For instance, in Virginia, Climate and Clean Energy Equity Fund grantee New Virginia Majority recently won an important provision in a policy governing the state’s largest utility, protecting consumers from the company’s attempts to “double-dip” and charge ratepayers twice for various improvement projects. These consumer and low-income ratepayer protection provisions helped strengthen a policy that clean energy advocates had worked on for years, in turn helping to achieve bipartisan support for the package. This collective effort will ultimately deliver more than $1 billion in new energy efficiency investments, funding for existing energy efficiency and low-income weatherization programs, and more than 5,000 megawatts of new renewable energy, much of it delivered four years faster than the utility had originally proposed. [3]

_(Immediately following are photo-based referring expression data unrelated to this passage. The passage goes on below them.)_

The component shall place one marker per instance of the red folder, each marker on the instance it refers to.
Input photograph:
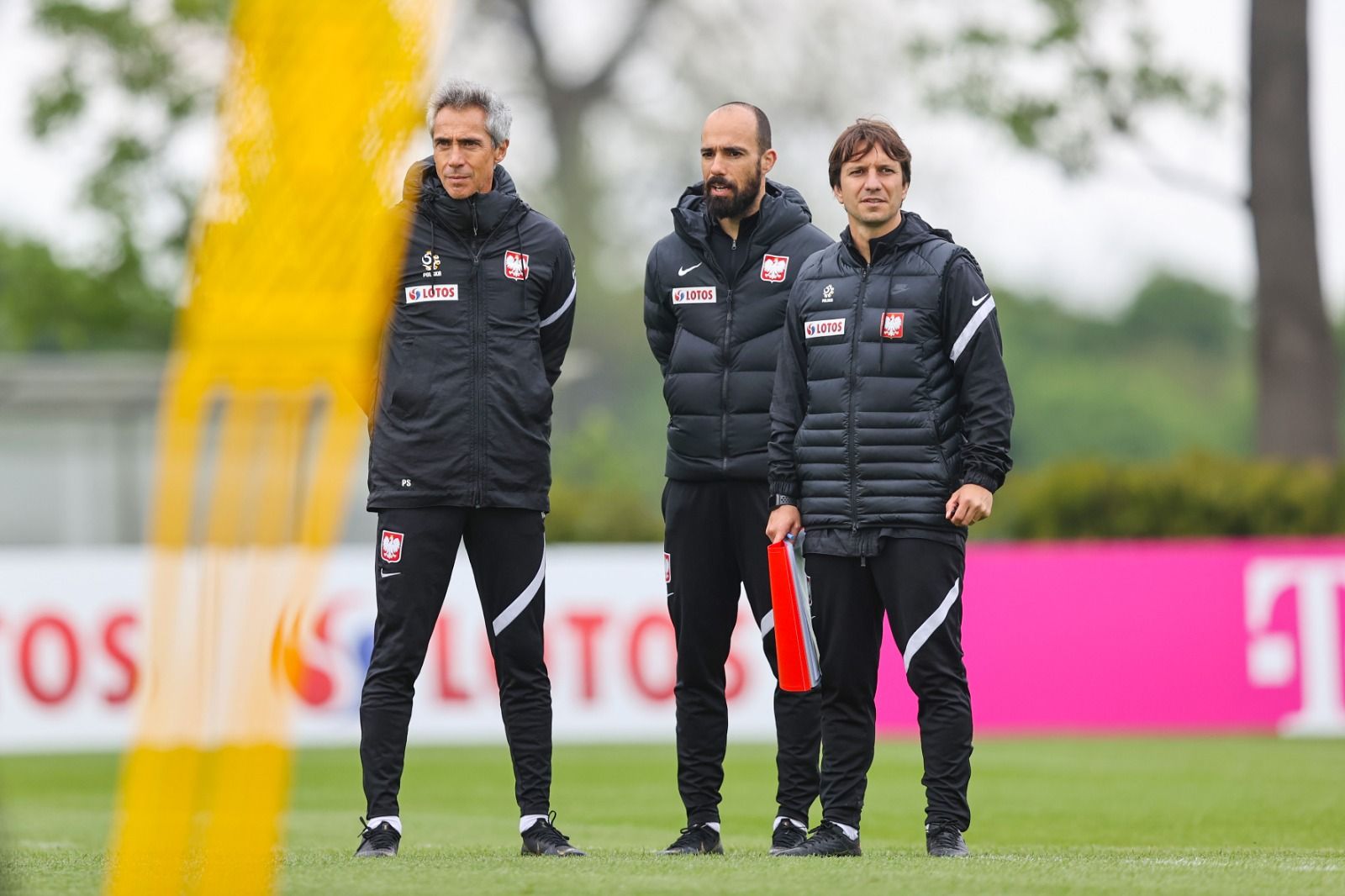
(795, 645)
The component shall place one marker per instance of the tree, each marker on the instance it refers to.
(1089, 96)
(1295, 353)
(151, 65)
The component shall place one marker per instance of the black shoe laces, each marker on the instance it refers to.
(551, 835)
(945, 835)
(789, 833)
(827, 831)
(382, 837)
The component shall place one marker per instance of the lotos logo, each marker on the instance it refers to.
(515, 266)
(392, 546)
(829, 327)
(439, 293)
(693, 296)
(894, 324)
(773, 268)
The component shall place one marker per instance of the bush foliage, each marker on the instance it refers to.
(1194, 497)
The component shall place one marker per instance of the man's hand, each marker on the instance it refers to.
(968, 505)
(784, 521)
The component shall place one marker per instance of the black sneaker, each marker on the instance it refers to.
(544, 838)
(696, 838)
(945, 841)
(377, 841)
(826, 840)
(787, 835)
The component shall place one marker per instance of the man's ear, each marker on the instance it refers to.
(768, 161)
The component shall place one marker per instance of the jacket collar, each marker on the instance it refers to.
(477, 215)
(783, 210)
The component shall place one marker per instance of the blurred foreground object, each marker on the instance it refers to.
(257, 434)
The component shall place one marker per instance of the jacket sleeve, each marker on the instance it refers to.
(659, 320)
(789, 401)
(973, 342)
(557, 313)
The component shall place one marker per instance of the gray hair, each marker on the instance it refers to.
(463, 94)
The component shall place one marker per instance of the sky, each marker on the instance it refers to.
(1089, 242)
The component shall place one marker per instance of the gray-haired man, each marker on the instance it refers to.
(459, 452)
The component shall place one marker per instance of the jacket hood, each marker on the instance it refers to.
(783, 210)
(912, 232)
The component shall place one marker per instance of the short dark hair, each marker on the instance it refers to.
(763, 123)
(862, 136)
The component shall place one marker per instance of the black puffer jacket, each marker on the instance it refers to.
(716, 334)
(484, 307)
(891, 390)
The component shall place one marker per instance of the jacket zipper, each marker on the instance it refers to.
(477, 370)
(852, 454)
(724, 382)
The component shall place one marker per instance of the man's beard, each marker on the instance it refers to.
(736, 203)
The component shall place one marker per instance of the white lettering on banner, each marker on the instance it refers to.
(71, 640)
(436, 293)
(829, 327)
(1273, 656)
(693, 295)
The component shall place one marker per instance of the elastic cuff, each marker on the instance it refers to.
(981, 478)
(845, 817)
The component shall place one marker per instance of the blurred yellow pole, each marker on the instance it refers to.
(291, 276)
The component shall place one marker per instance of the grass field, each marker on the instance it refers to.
(1188, 815)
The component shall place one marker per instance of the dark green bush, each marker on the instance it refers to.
(1196, 495)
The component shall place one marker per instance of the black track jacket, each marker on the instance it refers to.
(716, 334)
(484, 306)
(891, 390)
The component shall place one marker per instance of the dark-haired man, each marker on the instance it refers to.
(459, 450)
(715, 293)
(889, 435)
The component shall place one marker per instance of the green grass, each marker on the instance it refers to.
(1190, 815)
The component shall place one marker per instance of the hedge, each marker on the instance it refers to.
(1197, 495)
(1192, 497)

A final example is the NAACP’s Environmental and Climate Justice program. In 2015 in Mississippi, the NAACP and its community members channeled their focus on equity into closing a local coal plant that was harming the health of local NAACP members. The Sierra Club had, for years, led the fight to close the antiquated facility. The NAACP infused new voices and perspectives into the effort, highlighting energy and climate change as civil rights issues, not just environmental issues.
The NAACP released a Coal Blooded scorecard, which gave the coal plant a D- grade, and gathered clergy, teachers, health professionals, business people, elected officials, and others to discuss the impacts of coal toxins in the air. Eighteen months later, thanks in part to the broad coalition that came together around the equity imperatives, the utilities stopped burning coal in the Jack Watson (MS) and Greene County (AL) coal plants, ceased their opposition to net-metering policies; and invested $15 million in energy efficiency programming for low-income households.
Kathy Egland, Gulfport NAACP member, said that, “this victory is important not only for those of us living within a 30 miles radius of Plant Watson, but for the people of Mississippi; and in the aggregate, ultimately has implications for our entire global ecosystem.”
Indeed. Indeed. Social equity and environmental progress go hand in hand.
While much greater forces will be needed to decrease extreme social, racial, and economic inequity and protect the planet from extreme climate change, making equity a central plank of climate solutions is at least one set of oars rowing in the right direction. Philanthropy can support groups working to develop policy agendas that build hope, inspiration, dignity, unity, and prosperity across racial, class, and gender divides, instead of further exacerbating divisions. Climate advocates can move beyond the “identity politics” versus “economic populism” debate to create powerful cross-racial, cross-class coalitions that support economic opportunity and good jobs, and make specific steps to improve the conditions of people of color. In doing so, we can build the political will needed to shift away from fossil fuels and toward clean energy sources in time to avoid increasingly intense climate change-induced suffering, and instead improve quality of life for us all.